Dejando aparte el tema, nada sencillo ni pacífico, de si ese nuevo enjuiciamiento podría constituir por sí mismo una vulneración del art. 24.2 C.E., debo señalar que, como ya he expresado en el voto discrepante formulado a la Sentencia dictada en el recurso de amparo núm. 3.696/93, la libertad de expresión y, en concreto la libertad de crítica a la actuación de los personajes públicos, necesita un amplio espacio para desarrollarse y, aunque en casos como el presente no resulte directamente menoscabada, el recurso a la vía penal puede afectarla indirectamente desalentando su ejercicio más allá de lo que resulta tolerable en un régimen de libertad de expresión cual el que la Constitución española consagra.

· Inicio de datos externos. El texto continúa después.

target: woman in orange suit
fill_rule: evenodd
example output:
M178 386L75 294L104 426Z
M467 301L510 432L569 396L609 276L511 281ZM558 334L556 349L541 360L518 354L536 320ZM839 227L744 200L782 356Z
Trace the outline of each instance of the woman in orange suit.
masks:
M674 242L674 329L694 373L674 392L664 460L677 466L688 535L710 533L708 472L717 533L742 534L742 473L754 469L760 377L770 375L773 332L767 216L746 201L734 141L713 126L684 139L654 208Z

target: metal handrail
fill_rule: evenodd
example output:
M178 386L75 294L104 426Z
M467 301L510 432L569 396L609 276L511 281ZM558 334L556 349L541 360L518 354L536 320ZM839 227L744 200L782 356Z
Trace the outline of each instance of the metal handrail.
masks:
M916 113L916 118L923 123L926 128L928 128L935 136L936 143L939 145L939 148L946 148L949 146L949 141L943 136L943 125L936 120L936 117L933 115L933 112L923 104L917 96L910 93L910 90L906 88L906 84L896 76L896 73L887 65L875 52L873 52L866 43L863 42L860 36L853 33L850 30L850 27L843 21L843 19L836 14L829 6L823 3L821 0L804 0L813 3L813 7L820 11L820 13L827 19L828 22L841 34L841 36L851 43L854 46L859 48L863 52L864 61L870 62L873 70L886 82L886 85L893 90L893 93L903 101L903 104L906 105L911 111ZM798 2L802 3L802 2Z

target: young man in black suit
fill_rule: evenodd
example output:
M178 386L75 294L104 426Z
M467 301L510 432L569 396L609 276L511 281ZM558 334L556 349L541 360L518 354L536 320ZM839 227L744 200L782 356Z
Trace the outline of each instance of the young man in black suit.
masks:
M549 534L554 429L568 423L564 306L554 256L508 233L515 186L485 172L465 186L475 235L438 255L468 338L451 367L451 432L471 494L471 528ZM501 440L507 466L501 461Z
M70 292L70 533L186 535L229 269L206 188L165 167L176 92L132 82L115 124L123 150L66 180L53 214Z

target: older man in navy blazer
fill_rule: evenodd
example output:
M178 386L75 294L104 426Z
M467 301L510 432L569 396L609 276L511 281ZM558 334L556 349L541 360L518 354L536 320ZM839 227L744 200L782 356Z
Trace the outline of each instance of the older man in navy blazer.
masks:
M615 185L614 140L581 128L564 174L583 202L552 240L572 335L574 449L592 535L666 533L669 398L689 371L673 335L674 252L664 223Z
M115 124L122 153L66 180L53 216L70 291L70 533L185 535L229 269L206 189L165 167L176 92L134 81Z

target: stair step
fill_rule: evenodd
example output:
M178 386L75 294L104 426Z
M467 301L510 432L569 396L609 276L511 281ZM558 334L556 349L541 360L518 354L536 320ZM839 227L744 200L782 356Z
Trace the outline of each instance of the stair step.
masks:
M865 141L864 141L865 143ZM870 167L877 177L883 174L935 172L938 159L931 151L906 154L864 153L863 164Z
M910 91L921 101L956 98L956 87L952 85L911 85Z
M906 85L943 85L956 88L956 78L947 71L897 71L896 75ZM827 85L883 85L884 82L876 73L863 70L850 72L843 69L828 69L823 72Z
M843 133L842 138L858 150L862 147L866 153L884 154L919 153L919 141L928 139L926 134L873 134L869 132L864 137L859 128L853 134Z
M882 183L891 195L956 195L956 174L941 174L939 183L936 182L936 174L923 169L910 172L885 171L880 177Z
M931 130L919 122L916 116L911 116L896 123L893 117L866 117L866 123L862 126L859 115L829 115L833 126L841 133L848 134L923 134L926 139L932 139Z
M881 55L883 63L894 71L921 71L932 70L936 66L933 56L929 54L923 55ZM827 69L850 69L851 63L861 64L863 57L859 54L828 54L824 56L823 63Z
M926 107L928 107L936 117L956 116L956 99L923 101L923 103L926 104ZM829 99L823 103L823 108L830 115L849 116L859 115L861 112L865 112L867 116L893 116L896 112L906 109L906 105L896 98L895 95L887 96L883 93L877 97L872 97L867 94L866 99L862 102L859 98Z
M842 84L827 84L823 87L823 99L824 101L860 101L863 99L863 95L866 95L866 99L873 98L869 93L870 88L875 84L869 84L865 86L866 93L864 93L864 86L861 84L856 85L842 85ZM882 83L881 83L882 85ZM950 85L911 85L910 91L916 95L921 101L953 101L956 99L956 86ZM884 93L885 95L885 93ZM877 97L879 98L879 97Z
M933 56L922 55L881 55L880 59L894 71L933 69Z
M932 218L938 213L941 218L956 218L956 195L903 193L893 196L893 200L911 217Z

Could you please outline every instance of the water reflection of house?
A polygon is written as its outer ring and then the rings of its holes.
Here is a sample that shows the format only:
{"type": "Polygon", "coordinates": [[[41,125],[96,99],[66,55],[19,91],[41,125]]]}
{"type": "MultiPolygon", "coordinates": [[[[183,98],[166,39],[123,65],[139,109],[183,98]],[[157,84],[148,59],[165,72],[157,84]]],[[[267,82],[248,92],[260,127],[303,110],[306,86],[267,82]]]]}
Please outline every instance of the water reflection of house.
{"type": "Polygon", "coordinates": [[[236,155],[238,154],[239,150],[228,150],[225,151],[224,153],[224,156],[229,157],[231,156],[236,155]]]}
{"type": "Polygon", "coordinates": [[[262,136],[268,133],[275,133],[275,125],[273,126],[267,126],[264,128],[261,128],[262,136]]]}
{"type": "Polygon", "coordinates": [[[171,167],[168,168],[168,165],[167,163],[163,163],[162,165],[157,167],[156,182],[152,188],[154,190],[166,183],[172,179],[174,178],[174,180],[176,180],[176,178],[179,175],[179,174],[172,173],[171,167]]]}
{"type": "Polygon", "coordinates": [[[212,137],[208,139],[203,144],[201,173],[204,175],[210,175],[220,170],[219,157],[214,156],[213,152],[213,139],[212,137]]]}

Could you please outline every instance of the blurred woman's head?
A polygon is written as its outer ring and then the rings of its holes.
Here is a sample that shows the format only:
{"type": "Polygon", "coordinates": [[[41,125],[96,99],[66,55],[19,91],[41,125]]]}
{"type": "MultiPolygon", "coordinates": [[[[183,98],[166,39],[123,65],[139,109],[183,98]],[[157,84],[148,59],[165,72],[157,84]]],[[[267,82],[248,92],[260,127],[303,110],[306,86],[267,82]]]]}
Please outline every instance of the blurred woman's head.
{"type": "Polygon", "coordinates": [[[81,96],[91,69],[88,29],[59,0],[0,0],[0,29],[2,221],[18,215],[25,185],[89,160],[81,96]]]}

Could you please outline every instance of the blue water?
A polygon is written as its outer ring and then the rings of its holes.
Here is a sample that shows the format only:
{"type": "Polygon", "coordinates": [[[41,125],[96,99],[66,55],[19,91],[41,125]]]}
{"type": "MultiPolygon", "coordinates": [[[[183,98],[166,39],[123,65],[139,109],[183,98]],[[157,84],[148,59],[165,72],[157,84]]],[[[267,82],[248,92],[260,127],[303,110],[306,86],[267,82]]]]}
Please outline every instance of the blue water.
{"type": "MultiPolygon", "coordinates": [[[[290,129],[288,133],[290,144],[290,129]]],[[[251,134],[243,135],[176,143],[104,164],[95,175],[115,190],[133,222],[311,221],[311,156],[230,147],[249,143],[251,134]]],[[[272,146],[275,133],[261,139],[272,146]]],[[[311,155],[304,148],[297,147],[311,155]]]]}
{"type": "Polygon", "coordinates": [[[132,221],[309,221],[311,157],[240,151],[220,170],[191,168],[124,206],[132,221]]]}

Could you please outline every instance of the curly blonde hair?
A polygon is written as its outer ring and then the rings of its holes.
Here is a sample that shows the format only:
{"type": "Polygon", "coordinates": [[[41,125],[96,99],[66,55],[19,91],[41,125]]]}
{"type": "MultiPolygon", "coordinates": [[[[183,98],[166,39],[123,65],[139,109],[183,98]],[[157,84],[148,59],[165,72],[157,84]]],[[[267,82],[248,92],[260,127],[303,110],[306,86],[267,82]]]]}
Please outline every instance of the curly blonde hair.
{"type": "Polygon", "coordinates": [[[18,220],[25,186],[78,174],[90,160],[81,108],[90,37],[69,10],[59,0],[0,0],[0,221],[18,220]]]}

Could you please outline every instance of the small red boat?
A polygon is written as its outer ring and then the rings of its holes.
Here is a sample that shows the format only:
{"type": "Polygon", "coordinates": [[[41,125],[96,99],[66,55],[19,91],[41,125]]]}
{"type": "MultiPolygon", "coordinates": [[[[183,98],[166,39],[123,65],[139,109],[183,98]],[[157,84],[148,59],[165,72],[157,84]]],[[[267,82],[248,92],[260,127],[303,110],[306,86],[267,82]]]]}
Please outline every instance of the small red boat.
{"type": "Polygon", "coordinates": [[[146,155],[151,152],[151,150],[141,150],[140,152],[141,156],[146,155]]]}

Si bien la libertad de expresión no comporta ningún derecho al insulto, creo que las expresiones insultantes vertidas en el presente caso ni son lo suficientemente fuertes ni se hallan lo bastante separadas de la crítica que en el artículo enjuiciado se efectúa como para que el recurso al derecho penal criminal no resulte exorbitante y no comporte un peligro manifiesto de confusión y desánimo en quienes ejercen la crítica pública. La amplitud del espacio a que antes me refería ha de ser, pues, mayor cuando, ante el posible exceso, entre en juego la reacción primitiva.

La mera posibilidad de que aquí se castigue penalmente el exceso, me parece contraria al contenido constitucionalmente garantizado de la libertad de expresión. Por ello, mi decisión hubiera sido la de otorgar parcialmente el amparo reconociendo que el derecho al honor ha sido injustificadamente vulnerado sin anular las decisiones absolutorias en la vía penal. Con ello se habría producido ya una reparación al recurrente y, en cualquier caso, la vía civil para obtener una compensación económica hubiera quedado, en principio, abierta.

Madrid, a veinticinco de mayo de mil novecientos noventa y cinco.